They certainly aren't unsolvable. Just requires a little bit of math to understand the limits and fit something into the general model that works.
Using something with more precision, like double
, can help. Same as falling back to a general model that works around integers or similar when at scale, but there are also many ways this can be made to work using purely floating-point.
The best approaches tend to be a little bit of each, so you have the right balance between speed and accuracy. -- Keep in mind that in practice, no one actually works in infinite precision. NASA uses 16-digits for PI and you need something
like around 40 digits of PI to compute the circumference of the observable universe to the width of a hydrogen atom, etc.

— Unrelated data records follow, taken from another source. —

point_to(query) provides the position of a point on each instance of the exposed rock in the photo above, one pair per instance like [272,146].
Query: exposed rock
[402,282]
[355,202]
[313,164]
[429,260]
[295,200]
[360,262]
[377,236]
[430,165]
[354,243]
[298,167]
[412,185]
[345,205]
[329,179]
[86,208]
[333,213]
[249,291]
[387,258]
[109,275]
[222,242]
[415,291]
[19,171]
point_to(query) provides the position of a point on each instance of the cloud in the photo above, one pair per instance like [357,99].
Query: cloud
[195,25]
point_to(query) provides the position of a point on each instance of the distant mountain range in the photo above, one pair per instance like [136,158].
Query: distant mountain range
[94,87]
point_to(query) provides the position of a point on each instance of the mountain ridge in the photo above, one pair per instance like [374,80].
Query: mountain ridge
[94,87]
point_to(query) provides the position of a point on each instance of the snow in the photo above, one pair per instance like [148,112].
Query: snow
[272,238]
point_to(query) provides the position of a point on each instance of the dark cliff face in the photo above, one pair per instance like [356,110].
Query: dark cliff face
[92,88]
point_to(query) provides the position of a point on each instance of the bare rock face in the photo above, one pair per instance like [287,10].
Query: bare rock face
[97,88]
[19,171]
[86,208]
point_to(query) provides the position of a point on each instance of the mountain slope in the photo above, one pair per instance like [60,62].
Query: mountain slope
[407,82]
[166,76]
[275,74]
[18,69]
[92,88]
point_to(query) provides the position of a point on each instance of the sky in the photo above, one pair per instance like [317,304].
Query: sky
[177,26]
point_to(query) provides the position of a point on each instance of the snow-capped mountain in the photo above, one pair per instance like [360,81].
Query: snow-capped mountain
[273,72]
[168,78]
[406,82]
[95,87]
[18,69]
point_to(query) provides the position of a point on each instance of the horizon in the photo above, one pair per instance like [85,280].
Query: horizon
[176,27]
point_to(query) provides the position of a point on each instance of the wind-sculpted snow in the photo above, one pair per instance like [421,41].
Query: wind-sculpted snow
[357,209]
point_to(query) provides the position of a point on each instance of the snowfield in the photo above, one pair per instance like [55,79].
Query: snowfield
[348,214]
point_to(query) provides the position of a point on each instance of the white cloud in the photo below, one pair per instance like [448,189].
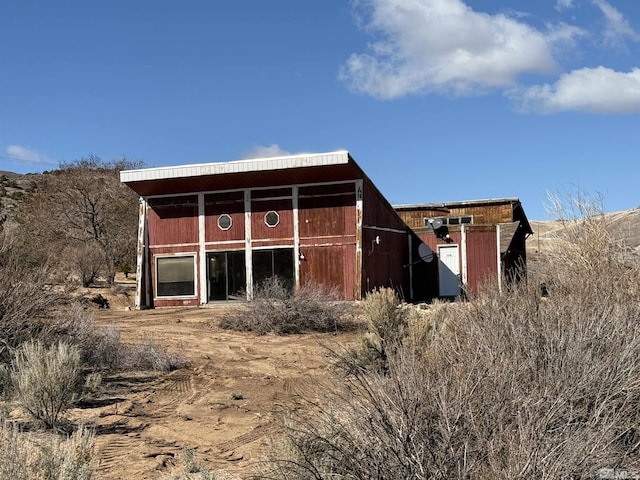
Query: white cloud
[444,46]
[28,155]
[564,4]
[617,27]
[596,90]
[261,151]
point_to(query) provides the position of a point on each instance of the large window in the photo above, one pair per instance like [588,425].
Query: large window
[227,276]
[175,276]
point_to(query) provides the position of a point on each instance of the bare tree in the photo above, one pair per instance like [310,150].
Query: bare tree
[83,208]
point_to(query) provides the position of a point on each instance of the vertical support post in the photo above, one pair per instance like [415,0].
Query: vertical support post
[296,237]
[141,253]
[499,260]
[463,235]
[410,266]
[202,251]
[359,220]
[248,255]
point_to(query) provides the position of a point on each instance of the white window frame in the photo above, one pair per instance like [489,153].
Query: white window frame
[230,221]
[195,276]
[267,223]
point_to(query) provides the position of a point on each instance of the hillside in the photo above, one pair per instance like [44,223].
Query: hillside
[623,227]
[13,188]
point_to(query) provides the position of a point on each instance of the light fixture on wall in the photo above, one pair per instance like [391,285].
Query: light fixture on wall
[374,242]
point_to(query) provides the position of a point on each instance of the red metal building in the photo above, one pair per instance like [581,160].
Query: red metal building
[473,241]
[211,232]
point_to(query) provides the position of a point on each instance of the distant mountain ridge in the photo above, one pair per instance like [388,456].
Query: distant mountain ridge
[13,189]
[624,225]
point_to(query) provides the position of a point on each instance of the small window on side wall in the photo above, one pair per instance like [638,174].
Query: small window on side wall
[272,219]
[175,276]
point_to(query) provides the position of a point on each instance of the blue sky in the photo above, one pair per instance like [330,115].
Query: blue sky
[437,100]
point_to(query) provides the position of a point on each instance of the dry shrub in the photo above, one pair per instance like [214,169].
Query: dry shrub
[149,355]
[515,386]
[103,347]
[25,456]
[275,309]
[47,380]
[25,297]
[99,347]
[190,467]
[390,324]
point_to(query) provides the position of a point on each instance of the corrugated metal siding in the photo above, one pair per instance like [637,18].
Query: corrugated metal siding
[327,229]
[331,266]
[485,214]
[327,210]
[481,258]
[221,247]
[385,264]
[173,220]
[231,204]
[377,211]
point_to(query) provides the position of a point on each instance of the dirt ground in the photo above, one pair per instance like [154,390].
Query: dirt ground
[226,403]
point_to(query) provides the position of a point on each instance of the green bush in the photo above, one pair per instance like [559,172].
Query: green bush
[47,380]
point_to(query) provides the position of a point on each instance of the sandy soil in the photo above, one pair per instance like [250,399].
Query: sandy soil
[226,404]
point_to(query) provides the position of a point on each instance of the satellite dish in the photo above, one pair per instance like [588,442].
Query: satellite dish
[435,223]
[425,253]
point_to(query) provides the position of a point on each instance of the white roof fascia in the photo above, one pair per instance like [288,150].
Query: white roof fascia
[239,166]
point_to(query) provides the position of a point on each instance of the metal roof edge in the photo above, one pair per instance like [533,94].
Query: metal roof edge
[303,160]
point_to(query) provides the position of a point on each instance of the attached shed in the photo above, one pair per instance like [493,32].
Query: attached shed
[212,232]
[473,241]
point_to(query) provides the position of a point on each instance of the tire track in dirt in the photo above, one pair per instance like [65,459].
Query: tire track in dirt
[111,450]
[229,447]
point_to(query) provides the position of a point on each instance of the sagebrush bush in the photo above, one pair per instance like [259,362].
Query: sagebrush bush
[25,456]
[513,386]
[275,309]
[47,380]
[190,467]
[5,381]
[25,297]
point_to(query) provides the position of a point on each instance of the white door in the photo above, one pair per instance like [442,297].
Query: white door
[449,270]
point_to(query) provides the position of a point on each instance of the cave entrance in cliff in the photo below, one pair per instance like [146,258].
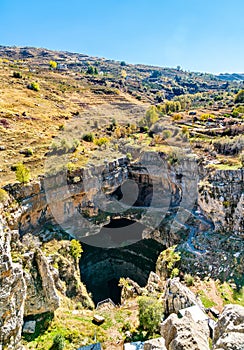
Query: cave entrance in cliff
[118,232]
[101,268]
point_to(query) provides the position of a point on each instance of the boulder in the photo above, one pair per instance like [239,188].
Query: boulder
[229,330]
[155,344]
[185,334]
[41,292]
[29,327]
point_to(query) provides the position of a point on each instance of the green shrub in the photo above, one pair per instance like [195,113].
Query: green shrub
[189,280]
[241,157]
[17,75]
[53,64]
[150,314]
[167,262]
[239,98]
[3,195]
[206,116]
[58,342]
[91,70]
[101,141]
[34,86]
[166,134]
[22,173]
[75,249]
[89,137]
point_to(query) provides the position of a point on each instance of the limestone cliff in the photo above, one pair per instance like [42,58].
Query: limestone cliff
[12,295]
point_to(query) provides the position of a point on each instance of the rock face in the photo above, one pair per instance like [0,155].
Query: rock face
[229,330]
[177,297]
[184,333]
[221,198]
[41,293]
[12,295]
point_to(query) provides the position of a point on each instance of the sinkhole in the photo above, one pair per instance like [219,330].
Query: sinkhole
[101,268]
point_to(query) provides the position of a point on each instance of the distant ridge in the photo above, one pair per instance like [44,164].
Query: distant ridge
[231,77]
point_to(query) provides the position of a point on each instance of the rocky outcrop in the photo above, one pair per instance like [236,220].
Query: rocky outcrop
[177,297]
[155,344]
[41,293]
[12,295]
[130,289]
[229,330]
[221,199]
[154,283]
[184,333]
[66,275]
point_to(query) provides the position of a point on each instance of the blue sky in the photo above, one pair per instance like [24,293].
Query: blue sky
[199,35]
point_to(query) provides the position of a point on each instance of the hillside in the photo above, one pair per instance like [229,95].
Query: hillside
[69,94]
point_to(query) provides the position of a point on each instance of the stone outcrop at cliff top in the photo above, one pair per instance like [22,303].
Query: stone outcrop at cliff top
[229,330]
[177,297]
[221,198]
[41,293]
[185,334]
[12,295]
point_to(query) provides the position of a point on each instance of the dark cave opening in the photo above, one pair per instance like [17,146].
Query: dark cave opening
[101,268]
[119,232]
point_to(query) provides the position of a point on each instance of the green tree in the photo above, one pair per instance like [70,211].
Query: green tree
[22,173]
[239,98]
[151,116]
[58,343]
[53,64]
[150,314]
[75,249]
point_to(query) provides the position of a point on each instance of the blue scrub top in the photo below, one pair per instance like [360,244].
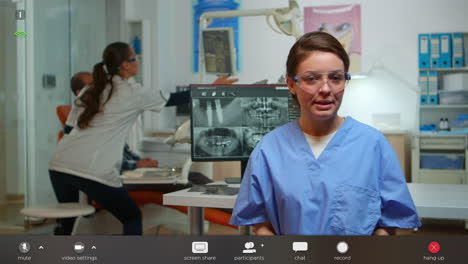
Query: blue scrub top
[354,186]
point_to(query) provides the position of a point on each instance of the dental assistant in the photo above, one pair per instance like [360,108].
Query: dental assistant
[90,157]
[323,174]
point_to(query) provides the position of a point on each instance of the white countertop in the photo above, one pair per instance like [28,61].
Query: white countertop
[445,201]
[197,199]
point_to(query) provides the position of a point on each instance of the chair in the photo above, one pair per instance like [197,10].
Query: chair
[60,210]
[153,197]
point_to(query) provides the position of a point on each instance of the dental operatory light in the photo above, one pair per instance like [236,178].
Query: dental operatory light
[288,22]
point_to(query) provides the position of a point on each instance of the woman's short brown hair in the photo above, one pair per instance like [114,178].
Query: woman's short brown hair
[310,42]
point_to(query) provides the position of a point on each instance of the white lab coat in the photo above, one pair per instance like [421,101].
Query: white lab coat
[95,153]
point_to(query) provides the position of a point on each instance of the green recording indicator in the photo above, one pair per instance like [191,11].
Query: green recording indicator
[20,33]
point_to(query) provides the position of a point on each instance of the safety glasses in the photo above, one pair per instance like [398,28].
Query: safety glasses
[311,81]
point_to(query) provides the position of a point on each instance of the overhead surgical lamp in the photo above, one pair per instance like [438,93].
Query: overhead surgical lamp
[288,21]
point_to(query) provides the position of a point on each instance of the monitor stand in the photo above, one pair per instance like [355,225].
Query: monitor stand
[237,180]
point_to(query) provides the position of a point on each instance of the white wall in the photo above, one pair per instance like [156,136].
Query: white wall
[389,39]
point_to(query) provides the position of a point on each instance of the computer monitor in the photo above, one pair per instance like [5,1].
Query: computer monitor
[218,51]
[227,121]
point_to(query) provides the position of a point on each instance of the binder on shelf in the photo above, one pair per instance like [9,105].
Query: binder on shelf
[445,50]
[458,50]
[435,51]
[433,87]
[424,51]
[423,87]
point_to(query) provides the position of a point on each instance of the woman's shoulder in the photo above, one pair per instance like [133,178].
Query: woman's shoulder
[278,135]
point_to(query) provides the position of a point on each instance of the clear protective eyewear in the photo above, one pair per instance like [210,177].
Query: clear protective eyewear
[310,81]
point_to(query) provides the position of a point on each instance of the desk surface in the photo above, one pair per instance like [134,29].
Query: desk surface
[447,201]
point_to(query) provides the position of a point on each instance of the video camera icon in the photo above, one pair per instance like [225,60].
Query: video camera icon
[79,247]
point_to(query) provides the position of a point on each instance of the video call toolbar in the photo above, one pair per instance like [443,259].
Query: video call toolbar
[233,249]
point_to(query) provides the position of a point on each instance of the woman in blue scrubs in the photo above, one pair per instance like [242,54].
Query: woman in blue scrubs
[323,174]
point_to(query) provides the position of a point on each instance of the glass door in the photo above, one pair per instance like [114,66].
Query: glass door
[13,160]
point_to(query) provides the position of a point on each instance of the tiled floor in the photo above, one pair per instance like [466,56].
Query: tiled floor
[11,222]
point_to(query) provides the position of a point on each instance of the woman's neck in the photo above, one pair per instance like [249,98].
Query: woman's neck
[124,75]
[318,128]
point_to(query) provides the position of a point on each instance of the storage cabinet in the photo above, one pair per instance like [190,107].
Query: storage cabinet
[440,159]
[441,156]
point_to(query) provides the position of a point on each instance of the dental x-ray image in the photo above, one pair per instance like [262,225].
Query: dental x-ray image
[264,111]
[211,112]
[217,142]
[228,121]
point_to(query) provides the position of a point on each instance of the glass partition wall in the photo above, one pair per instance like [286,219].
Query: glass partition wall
[62,37]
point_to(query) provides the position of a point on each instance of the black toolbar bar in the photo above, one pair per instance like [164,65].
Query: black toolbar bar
[233,249]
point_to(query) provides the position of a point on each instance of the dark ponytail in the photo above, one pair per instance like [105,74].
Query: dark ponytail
[103,72]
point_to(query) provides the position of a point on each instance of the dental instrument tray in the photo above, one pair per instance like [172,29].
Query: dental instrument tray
[162,174]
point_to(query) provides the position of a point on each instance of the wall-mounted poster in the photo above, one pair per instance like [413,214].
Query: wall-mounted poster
[343,22]
[202,6]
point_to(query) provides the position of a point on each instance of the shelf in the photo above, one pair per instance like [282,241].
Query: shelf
[445,69]
[442,106]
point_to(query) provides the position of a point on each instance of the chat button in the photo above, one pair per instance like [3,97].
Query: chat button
[200,247]
[300,246]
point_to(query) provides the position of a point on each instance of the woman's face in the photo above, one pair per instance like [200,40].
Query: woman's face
[319,87]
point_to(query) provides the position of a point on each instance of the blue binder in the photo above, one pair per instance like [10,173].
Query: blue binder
[458,50]
[433,87]
[424,51]
[423,85]
[445,50]
[435,51]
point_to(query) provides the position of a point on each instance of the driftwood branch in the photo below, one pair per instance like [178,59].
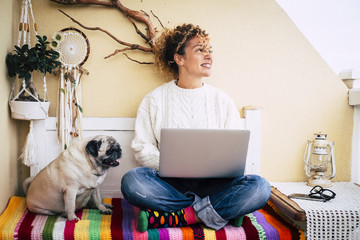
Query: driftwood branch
[132,16]
[132,46]
[136,15]
[136,60]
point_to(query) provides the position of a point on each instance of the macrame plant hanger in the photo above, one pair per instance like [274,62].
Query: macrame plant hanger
[74,49]
[24,37]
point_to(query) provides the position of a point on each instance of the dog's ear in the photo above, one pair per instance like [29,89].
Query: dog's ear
[92,147]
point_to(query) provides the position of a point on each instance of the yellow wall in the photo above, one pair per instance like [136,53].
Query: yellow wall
[261,59]
[9,165]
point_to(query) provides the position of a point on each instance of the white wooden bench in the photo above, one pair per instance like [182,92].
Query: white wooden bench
[122,129]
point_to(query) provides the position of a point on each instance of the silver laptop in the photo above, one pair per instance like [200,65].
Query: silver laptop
[203,153]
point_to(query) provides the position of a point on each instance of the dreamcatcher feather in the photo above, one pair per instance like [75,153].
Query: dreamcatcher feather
[74,48]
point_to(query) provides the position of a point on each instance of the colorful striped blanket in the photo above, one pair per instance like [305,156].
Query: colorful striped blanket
[16,222]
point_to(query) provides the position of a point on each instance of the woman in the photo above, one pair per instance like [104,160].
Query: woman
[186,102]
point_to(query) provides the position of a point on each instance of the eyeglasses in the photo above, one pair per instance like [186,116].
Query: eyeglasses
[321,193]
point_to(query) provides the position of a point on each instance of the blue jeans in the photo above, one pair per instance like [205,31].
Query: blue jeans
[215,200]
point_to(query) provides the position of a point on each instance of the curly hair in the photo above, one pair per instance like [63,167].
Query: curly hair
[173,41]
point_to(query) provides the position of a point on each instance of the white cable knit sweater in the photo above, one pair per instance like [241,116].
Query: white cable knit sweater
[170,106]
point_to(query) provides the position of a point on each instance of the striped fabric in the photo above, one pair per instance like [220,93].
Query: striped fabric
[18,223]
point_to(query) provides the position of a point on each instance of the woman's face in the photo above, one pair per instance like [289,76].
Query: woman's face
[197,60]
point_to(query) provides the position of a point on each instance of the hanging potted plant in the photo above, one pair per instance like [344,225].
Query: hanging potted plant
[27,104]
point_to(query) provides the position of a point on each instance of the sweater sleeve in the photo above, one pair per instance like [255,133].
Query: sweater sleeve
[145,143]
[233,120]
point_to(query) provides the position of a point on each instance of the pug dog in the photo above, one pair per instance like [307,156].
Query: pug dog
[72,180]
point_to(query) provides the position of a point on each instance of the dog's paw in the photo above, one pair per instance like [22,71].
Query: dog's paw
[108,206]
[106,211]
[71,217]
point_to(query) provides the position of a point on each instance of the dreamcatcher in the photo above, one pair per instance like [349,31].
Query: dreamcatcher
[74,49]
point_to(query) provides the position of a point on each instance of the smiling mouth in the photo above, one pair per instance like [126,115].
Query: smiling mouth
[207,65]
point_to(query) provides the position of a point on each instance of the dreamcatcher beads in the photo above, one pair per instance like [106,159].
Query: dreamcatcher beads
[73,47]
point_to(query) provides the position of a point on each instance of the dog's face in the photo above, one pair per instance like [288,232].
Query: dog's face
[105,150]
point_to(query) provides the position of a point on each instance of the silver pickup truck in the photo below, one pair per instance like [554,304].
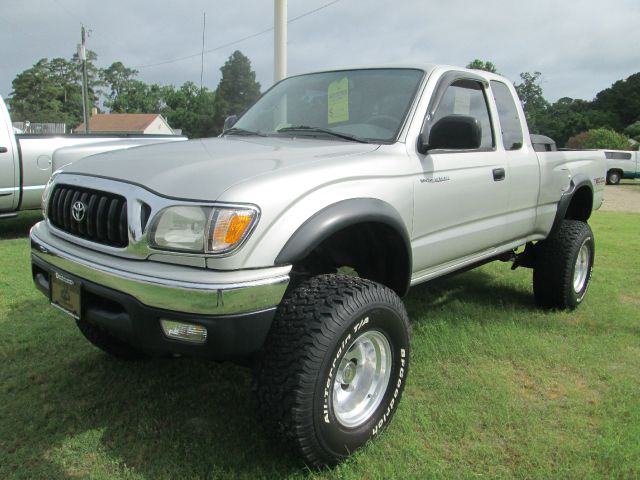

The main consideration is that of the 4 billion representable 32-bit floating-point values, ~50% of them exist in the domain of -1
to +1
(inclusive). The remaining approx. 50%
exist between +1
and float.MaxValue
and between -1
and float.MinValue
, respectively. There is then a small amount used to represent NaN
and subnormal
(sometimes called denormal
) values. Then also that the upper bound for representing any fractional data is 2^23
and then 2^24
for representing accurate integral data.
This leads to several commonly used solutions for handling things both efficiently and correctly to account for the precision/domain limitations without losing perf or overall accuracy.
does numeric.vectors have a specific place for discussion? I also use vectors extensively but don't want to steal discussion
Depends on what the discussion is about. In general we allow discussion threads to be opened on https://github.com/dotnet/runtime/discussions
You can also open up API proposals there as well: https://github.com/dotnet/runtime/issues/new?assignees=&labels=api-suggestion&template=02_api_proposal.yml&title=%5BAPI+Proposal%5D%3A+ - Just keep in mind we have a general process and following the template helps ensure all the information we need for API review exists. If the person opening the proposal doesn't fill it out, then the .NET team has to instead, and that generall means it doesn't get reviewed or considered as quickly.
I am personally also on Discord for both the C# Community and the .NET Evolution servers. The former is for general discussion and the latter is more for working on dotnet/runtime
(or other repos) themselves. I spend a good bit of time in each answering questions and generally interacting with the community.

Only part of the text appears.